Hal ini terjadi pada sosok Marpuah, dan Kani Dwi Haryani.
Marpuah adalah wanita dari Kabupaten Lebak Banten yang diduga menjadi penipu.
Yang ditipu adalah Kani Dwi Haryani, staf media pribadi Prabowo Subianto yang sampai harus kehilangan uang puluhan juta.
Tim redaksi Megakaltim.com, rangkum soal kasus penipuan Marpuah ke Kani Dwi Haryani ini.
Kronologi Penipuan Marpuah Bermodus Pilot Garuda hingga Emirates
Seorang wanita asal Kabupaten Lebak, Banten, bernama Marpuah alias MR (21), diamankan Polda Banten atas dugaan penipuan bermodus asmara (love scamming).

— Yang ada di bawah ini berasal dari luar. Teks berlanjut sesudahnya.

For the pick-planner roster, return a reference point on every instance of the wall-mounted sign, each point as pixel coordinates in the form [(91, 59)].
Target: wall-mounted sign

Pelaku menyamar sebagai pria bernama Febrian Alaydrus, mengaku sebagai mantan pilot Garuda Indonesia yang kini bekerja di maskapai Emirates.
Ia menarget Kani Dwi Haryani, staf media pribadi Presiden RI Prabowo Subianto.
Marpuah pertama kali menghubungi korban melalui akun Instagram palsu @febrianalydrss_ dengan dalih “kenalan biasa.”
Hubungan keduanya pun berlanjut ke WhatsApp dan berisi komunikasi intens sejak November 2024 hingga Januari 2025.
Modus Pinjam Uang untuk Urusan "Kerja Sepupu"
Marpuah meyakinkan korban untuk meminjamkan uang sebesar Rp13 juta dengan alasan biaya administrasi kerja untuk seorang sepupu bernama Miftahul Syifa (akun @mfthsy__).